I wasn’t sure what I wanted to write about – I know it’s been a while. But I honestly have a hard time sitting down to write about things, when either not much has happened, not much is on my mind, or everything I could think to write about would break the rules of OPSEC.
But, with the Senate Repeal today of “Don’t Ask, Don’t Tell”, I thought, as an Army Wife, I should sit down and mention it.
Honestly, I am not sure how I feel about this piece of legislation. Before I get thrown in front of a bus, let me explain myself.
Firstly, I am not prejudice against anyone for any reason, other than maybe sour personalities. But for no reason innate to the person – color, heritage, religion, gender, orientation, what-have-you. And I fully and honestly believe that we ALL should have the same rights, opportunities, and chances for experiences. No group should be held back or denied anything because of their innate qualities.
My hesitance comes from special-interest laws. I do NOT agree with special laws – it should be the same for everyone. Now, from what I understand right now, this is a repeal, so anyone who is opening gay and serving or wants to serve, cannot be denied because they are openly gay, so this isn’t a special-law. How I see things, your sexual orientation shouldn’t be an issue at all, and not even brought up.
As a heterosexual, I don’t go throwing around the fact that I am straight, so I do not expect someone who is homosexual to go throwing around that fact about themselves. “But you go out in public with your husband, Kristel. Your PDA throws around that you are straight,” you may say. This is not what I am referring to. Being in public, showing affection to the one you love, isn’t what I mean by throwing around your orientation. I mean being absolutely obnoxious about it. Straight or gay, you are what you are, let it be what it is.
I just wish that these kinds of things would be non-issues. That we could see past these details that don’t really matter (it doesn’t tell me if you’re a good person, if I’m going to like you or not), and just LIVE. Let’s stop dwelling on how we can categorize people, how we can see each other as being different, and start realizing what we can do together if we cooperate. THAT’S what I want to get to. THAT’S what I would like to see happen. You are who you are, and it just is.
But, I am glad for everyone, to now have this opportunity to serve our country, AND be able to discuss being in a relationship with a same-sex partner, and not be fearful of losing your position with the military. It’s true, that who you love, doesn’t make you any less or more qualified to fight for our country, to perform a job, to wear a uniform. It’s a shame that it is taking our country so long to get to where we are, but I am, at the same time, glad we are getting there, and am proud of our government for recognizing this fact.

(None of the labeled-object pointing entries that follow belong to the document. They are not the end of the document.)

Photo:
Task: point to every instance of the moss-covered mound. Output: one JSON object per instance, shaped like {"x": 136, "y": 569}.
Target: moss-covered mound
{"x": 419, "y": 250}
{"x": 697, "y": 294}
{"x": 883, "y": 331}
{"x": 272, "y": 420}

All that aside, everything for me, personally, is relatively quiet. I am in training for my new job, and that is going well. A little overwhelming at times, to remember everything, but overall, very nice. I have spoken with my husband an average of twice a week. It’s nice, I wish it were more often, but what can you do? He is doing well, would prefer to be home, but I can imagine just about everyone would. He has received a lot of care packages for the holidays, and hasn’t opened any that are wrapped for Christmas, except one of my gifts. Most everything that’s wrapped, he could guess what it is (he always ruins surprises by doing that), but this one gift I wrapped, he for the life of him could not figure out what it was. Probably because it wasn’t something he had asked for, or we had talked about. So, he decided to open that one early, and save the rest for Christmas, to give him something to look forward to. He was excited to see that I had bought him the entire collection of Goosebumps on DVD, but I’ll bet slightly disappointed when it wasn’t a phone. We had been talking about getting a world-phone out to him, so he could call more often, without being on a time limit all of the time. I’ve been doing a lot of research (and reactivating and deactivating his phone line in the process), to figure out what would be a good phone, and a good SIM card that would guarantee coverage in his location. I tell ya, for someone who has slipped a little with keeping up with the technology today, it was a little confusing to me what we’d have to do.
Otherwise, my family and I are getting ready for a fairly quiet Christmas. My parents set up a skinny real tree this year. No lights outside, no wreaths. Everyone has been too busy. It’s kind of sad, it’s like we’re having a depressing Christmas, since normally in my years at home, they’ve gone all out (but not over the top) with lights, decorating, my mom used to get her nutcracker collection out, she used to plan a Christmas party… I’m actually really glad we’re not having a Christmas party this year. I still get a little emotionally overwhelmed at big family events without my husband, so less is more this year.
So, that’s where everything is right now – training for my new job, getting ready for a quiet Christmas, and missing my husband every day. I’m glad I have R&R to look forward to, but I (to use an expression I hate to use) “cannot wait” for this year of deployment to be over.